The feelings do not go away. They are there when you triumph and when you fall down. Some days the feelings make it hard to get out of bed and go through the motions of a day. It is hard to go through life with an emotional prison sentence you got but never deserved. You did not deserve to be treated badly. You do not deserve to have someone feed your demons for their amusement and benefit. You deserve to be treated with kindness. Respect. Love.
One of the hardest steps is dealing with the shame and humiliation. You stayed for a while. Why? Stop punishing yourself is easier said than done.
You find your communication skills and focus slide into a variable setting you cannot always control. You assume you have to stay in a bad place. You try to keep drama low. You try to keep people around you from getting angry. You judge yourself harshly and the downward spiral continues as your mind exaggerates your weaknesses and imperfections.
The abusers words follow you and haunt you. Is there something wrong with you? What if they are right and you really are worthless and terrible?
Wrong. It is hard to see the positives when you are stuck in the cycle. You fight it in your head but part of you feels and whispers: if they were wrong why am I still vulnerable and why do people still think its okay to let them get close to you? People assume they aren't going to be abusive. Abusers say wonderful things about you to everyone but you- it is one of the ways they manipulate the perception people have of them.
This is one of the hardest things to deal with. You find yourself withdrawing from good friends because they go have good times with the abuser. They cheer on positives for that person while you are struggling with anxiety, nightmares and despair having no idea that their actions hurt.
Then at the darkest moment someone walks up. Someone you barely know. They tell you what they are facing. What they struggle with. They read or heard about your struggle. They know you know. They know they can talk to you. They know you know what they are feeling, thinking and going through. You talk with each other. You connect. A little bit of the burden lifts as you share it.
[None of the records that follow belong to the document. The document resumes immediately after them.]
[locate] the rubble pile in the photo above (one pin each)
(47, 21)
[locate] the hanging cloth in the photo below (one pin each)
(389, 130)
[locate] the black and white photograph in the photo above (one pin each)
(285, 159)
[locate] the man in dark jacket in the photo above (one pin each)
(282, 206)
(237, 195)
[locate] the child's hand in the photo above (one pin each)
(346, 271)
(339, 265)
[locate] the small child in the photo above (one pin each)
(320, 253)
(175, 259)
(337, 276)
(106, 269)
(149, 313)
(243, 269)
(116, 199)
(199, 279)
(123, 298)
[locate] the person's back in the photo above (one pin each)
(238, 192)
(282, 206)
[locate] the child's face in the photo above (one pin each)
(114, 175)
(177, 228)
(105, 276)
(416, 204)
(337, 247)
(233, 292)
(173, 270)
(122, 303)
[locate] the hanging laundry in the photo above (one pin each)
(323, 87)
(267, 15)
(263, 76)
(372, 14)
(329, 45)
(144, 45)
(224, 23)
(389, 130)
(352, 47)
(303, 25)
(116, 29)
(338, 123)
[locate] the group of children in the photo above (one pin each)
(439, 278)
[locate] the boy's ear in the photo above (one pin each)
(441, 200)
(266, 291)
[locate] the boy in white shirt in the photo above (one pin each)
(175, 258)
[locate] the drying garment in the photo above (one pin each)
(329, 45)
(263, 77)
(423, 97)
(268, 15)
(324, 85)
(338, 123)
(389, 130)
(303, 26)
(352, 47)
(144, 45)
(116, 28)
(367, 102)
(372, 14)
Then another person finds you. Not always people you expect. They share their story. They know. You know. You share the burden again.
After a while you realize that the tip of the iceberg is what folks see; what is underwater: that is what you start to perceive. You realize something needs to shift.
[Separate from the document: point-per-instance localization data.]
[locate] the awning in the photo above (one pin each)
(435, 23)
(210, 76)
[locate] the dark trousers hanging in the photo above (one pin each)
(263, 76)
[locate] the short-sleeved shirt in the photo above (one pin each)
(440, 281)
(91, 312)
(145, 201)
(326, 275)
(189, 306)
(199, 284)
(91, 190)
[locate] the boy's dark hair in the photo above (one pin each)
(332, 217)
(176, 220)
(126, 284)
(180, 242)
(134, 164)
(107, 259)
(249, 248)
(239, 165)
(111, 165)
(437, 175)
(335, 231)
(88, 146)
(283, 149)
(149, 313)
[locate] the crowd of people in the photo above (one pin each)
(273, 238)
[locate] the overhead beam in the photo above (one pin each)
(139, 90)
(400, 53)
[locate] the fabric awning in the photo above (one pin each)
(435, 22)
Dealing with my own issues I have found myself mentally identifying friends who are Angels, who I feel safe with. Who I can talk to. Who help me remember to laugh and create a safe place for me. Who react by giving my feelings and experiences validity rather than more heaps of stinking doubt and silence. I realize with the numbers of people quietly finding me that I am not the only one needing Angels. That with Angels around, the pain although present is something that can be dealt with.
This week I am reaching out and starting to work with many friends to create a volunteer network of "Angels" who we will train to outreach and help abuse survivors receive the emotional support to heal and step forward within the Renaissance festival community. We heal together, alone we hurt. Awareness changes the shape of our worlds.